WASHINGTON (AP) — Special Counsel Robert Hur on Thursday released his long-awaited report on President Joe Biden’s handling of classified documents, concluding that Biden had “willfully” retained and disclosed highly classified materials when he was a private citizen. The report also highlighted Biden’s confusion and “significantly limited” recalls of events related to the documents, saying he came across in interviews as “a sympathetic, well-meaning, elderly man with a poor memory.” The report concluded that Biden should not be charged with a crime, a key difference from Donald Trump’s situation.
Some takeaways from the 345-page report:
Even though it recommends no criminal charges, the Hur report does damage to Biden’s case that he brings normalcy to the presidency after the chaos of Trump’s tenure.
Images of federal agents finding a classified Biden memo on Afghanistan from his time as vice president stashed in his Delaware garage work against the Democratic president’s argument that he’s a more competent chief executive and a more careful steward of the nation’s secrets than Trump.
Trump is under criminal indictment for knowingly hanging on to to classified records at his Mar-a-Lago estate in Florida and resisting turning them over, perhaps the most damning — and stickiest — of the four criminal cases against him. Biden, for his part, faces no charges.
Weeks after the FBI searched Trump’s private residence and turned up classified documents, Biden slammed his predecessor as “totally irresponsible.”
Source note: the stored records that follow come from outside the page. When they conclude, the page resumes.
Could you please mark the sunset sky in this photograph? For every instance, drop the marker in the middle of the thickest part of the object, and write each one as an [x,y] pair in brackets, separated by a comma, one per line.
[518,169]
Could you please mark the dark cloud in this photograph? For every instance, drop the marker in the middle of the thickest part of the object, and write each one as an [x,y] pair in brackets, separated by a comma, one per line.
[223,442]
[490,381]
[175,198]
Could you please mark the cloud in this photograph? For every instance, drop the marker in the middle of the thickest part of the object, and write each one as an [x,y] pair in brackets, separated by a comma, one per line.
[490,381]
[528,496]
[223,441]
As Biden ramps up his 2024 reelection campaign — and his case against Trump — he’s not likely to try that argument again.
The 81-year-old Biden was already dogged by questions about whether he’s too old to serve a second term. The special counsel report will hardly be helpful to Biden on that count.
Hur noted that “Mr. Biden’s memory was significantly limited” in interviews with the special counsel office as well as with a ghostwriter that Biden worked with.
In his interview with the special counsel’s office, Hur writes, Biden twice appeared confused about when his term as vice president ended. The report notes that Biden, who speaks frequently about his son Beau’s death, could not remember “even within several years” when he died.
“And his memory appeared hazy when describing the Afghanistan debate that was once so important to him,” the report said. “Among other things, he mistakenly said he ‘had a real difference’ of opinion with General Karl Eikenberry, when, in fact, Eikenberry was an ally whom Mr. Biden cited approvingly in his Thanksgiving memo to President Obama.”
Polls have shown that many Americans, including Democrats, have concerns about Biden’s age. He would be 86 at the end of his second term if reelected.
Biden was absolved of criminal behavior, but it’s Trump who may benefit.
The Republican former president, who is on a glidepath to his party’s nomination this year, has been charged with dozens of felony counts related to his handling of classified materials stored at his Florida estate after leaving the White House. Trump has been crying foul on the campaign trail for much of the last year, noting that Biden had also stored classified materials in his garage.
Thursday’s report will have little bearing on Trump’s legal case, but it makes his political argument stronger.
There are, of course, stark differences between how Trump and Biden navigated their classified document cases. Biden cooperated with authorities. Trump fought them to the point that the investigators had to get a court order to search his home in Florida after he repeatedly rebuffed requests for the documents.
Still, Trump can now cite special counsel Robert Hur’s finding that Biden retained and disclosed highly classified materials. And Trump can at least muddy the Democrats’ argument that he alone represents a threat to democracy. Trump campaign spokesman Jason Miller simply shared a smiley face in one social media post responding to Hur’s report.
But Trump still has another important hurdle: special counsel Jack Smith’s investigation in Washington that charges Trump with crimes for his role in the January 6, 2021, attack on the U.S. Capitol.
The parallels are striking.
An embattled candidate Trump was struggling under the weight of mounting political crises on the eve of the general election that year when federal prosecutors made an unusual announcement about his Democratic opponent’s handling of classified documents: Hillary Clinton’s emails.
In late October of 2016, FBI Director James Comey announced that Clinton would not face criminal charges, but had made a “serious error of judgment” in her handling of State Department emails on her private email server. It was a legal victory for her. But the politics were bad for Democrats.
Some are convinced that Comey’s decision to criticize Clinton so openly — even while ruling out criminality — ultimately enabled Trump’s victory.
The timing is dramatically different this time.
Comey’s announcement was just 11 days before the 2016 general election, while Thursday’s comes nine months before Election Day 2024. That gives Biden’s campaign a lot more time to do what Clinton could not — convince voters that the legal victory is what matters.